André Dang Van Nha (born Voh, New Caledonia, 27 July 1936) is a New Caledonian mining magnate, of Vietnamese origin and French/Australian/Vietnamese citizenship. He is best known for brokering a series of remarkable mining deals that also supported the Kanak cause for independence from France.

Background
André Dang was born in poverty to Nguyen Thi Binh, a Vietnamese woman who had left behind her three children in Phhuc Am in French Indochina, and was recruited as an indentured labourer by a mining company in 1935 to work on New Caledonia's nickel mines in and around the Koniambo complex, close to the town of Voh in the country's north. She was treated harshly like many of the Chân Dăng Vietnamese labourers imported to work the mines, and suffered greatly as one of few women. She met Dang Van Nha at the camp and André Dang was their child. Dang Van Nha died in an industrial accident in 1937 while constructing a wharf. Because they were not married, indeed married to others in Vietnam, Thi Binh received none of his pension, and was posted to even harsher labour on a chrome mine near Koumac where her son was cared for by other Vietnamese as she worked long days.  This was unsustainable, and André Dang was then adopted by a Vietnamese couple of modest means and living in Nouméa. He gradually integrated into the predominant French culture of the city. At the age of 6, US Marines arrived in Nouméa after a major Pacific base was established by the Allies, and Dang was in frequent contact with them and learned English. He attended Sacré Cœur and then Frédéric Surleu public schools. In 1949 his mother finished her contract on the mines, moved to Nouméa,  and he returned to live with her along with two new siblings. Working as a mechanic, he married Bui Thi En at the age of 18 and gained a diploma and a job at the Doniambo nickel smelter. They had 4 children. He was supported to undertake a degree in engineering in Marseilles in the late 1950s, where he also took French citizenship.

Business activities
In 1961 Dang returned to Nouméa to co-manage first a Citroën dealership, and then met great success with his own Toyota import business and petrol station. He suffered racism in his business affairs, particularly in the 1960s, in a city populated largely by Europeans protecting their monopoly, and particularly hostile to Vietnamese, three quarters of whom left New Caledonia in that decade to return to Vietnam during its war. In the 1970s he met and became friends with Jean-Marie Tjibaou, a Kanak leader and supporter of independence from France. Increasingly aligned with, but not a participant in, independence struggles in the 1980s, he was forced into exile in Australia after being falsely accused of financial support for the independence movement.
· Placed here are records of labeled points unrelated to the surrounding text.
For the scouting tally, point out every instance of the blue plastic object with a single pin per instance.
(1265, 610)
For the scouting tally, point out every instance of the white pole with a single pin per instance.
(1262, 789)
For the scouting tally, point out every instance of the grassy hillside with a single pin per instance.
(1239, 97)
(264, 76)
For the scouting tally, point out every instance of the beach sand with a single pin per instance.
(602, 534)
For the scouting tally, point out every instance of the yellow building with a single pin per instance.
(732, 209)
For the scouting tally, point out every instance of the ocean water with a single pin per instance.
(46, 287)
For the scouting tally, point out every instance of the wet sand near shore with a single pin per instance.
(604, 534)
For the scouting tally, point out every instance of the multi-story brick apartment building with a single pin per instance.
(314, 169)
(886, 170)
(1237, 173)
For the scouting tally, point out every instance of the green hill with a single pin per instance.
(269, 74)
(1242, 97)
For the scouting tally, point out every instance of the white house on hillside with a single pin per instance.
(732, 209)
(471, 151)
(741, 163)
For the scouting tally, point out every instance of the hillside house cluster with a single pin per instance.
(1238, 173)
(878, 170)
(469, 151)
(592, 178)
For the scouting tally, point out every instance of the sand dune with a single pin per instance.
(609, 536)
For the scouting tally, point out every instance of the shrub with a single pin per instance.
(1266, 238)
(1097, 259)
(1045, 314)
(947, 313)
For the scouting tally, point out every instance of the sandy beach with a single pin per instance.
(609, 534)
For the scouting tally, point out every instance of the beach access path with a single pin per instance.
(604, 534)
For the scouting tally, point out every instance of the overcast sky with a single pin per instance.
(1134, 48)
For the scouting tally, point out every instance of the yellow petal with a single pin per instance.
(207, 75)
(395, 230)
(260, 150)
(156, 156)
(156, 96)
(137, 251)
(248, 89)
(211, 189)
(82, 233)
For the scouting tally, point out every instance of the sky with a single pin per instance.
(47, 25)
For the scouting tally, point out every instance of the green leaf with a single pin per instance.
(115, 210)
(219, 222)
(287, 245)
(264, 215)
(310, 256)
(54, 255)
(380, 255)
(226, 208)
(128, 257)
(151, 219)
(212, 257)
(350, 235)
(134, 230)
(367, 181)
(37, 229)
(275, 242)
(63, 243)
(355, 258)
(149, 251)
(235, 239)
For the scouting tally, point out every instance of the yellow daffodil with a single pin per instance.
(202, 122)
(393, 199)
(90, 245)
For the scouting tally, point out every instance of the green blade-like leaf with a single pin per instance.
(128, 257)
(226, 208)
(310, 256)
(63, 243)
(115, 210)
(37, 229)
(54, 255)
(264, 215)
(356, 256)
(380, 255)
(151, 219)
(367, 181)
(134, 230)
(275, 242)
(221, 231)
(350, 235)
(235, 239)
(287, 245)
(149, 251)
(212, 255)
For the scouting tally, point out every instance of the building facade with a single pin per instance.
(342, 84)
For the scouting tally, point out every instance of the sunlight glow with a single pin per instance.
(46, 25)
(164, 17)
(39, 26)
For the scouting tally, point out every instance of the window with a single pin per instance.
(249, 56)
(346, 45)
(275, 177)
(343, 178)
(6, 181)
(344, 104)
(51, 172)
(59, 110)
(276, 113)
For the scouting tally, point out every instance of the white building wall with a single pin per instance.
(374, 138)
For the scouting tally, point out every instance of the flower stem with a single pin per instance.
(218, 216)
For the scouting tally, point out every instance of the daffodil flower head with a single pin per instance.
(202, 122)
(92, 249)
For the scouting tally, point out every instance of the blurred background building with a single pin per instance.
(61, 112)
His petrol station was torched during les Evénements, while he was away on business in Sydney and he remained there living in Kellyville, NSW and setting up several new businesses, becoming an Australian citizen. After the signing of the Accords de Matignon in 1988 he returned, and took on the Directorship of SMSP (Société minière du sud Pacifique), which had recently been sold by Jacques Lafleur to the Kanak-controlled SOFINOR operation as a gesture of political reconciliation.

He was successful in turning around this bankrupt company, and by 1995, the SMSP had become a prime nickel exporter. In 2008 they opened a nickel smelter in South Korea and a series of deals led by Dang enabled construction of another, the huge Koniambo massif project where he had begun his life. The brokering of this deal by Dang and others in the ‘Bercy Agreements’ of 1998 was legendary in New Caledonia, involving a swap of mining titles with other nickel mines, political interventions, and clever bargaining to provide the Kanak north of the island with its own economic powerhouse and employment opportunity. The US$5.3 billion plant at Vavouto is operated by Koniambo Nickel SAS (KNS), a joint venture between the Northern Province’s SMSP and the transnational conglomerate Glencore-Xstrata.The Koniambo mine and smelter, a multibillion-dollar operation, entered production in 2014. Dang, now in his late 70s, is President and CEO of SMSP, and strongly protective of New Caledonian ownership in its mining interests.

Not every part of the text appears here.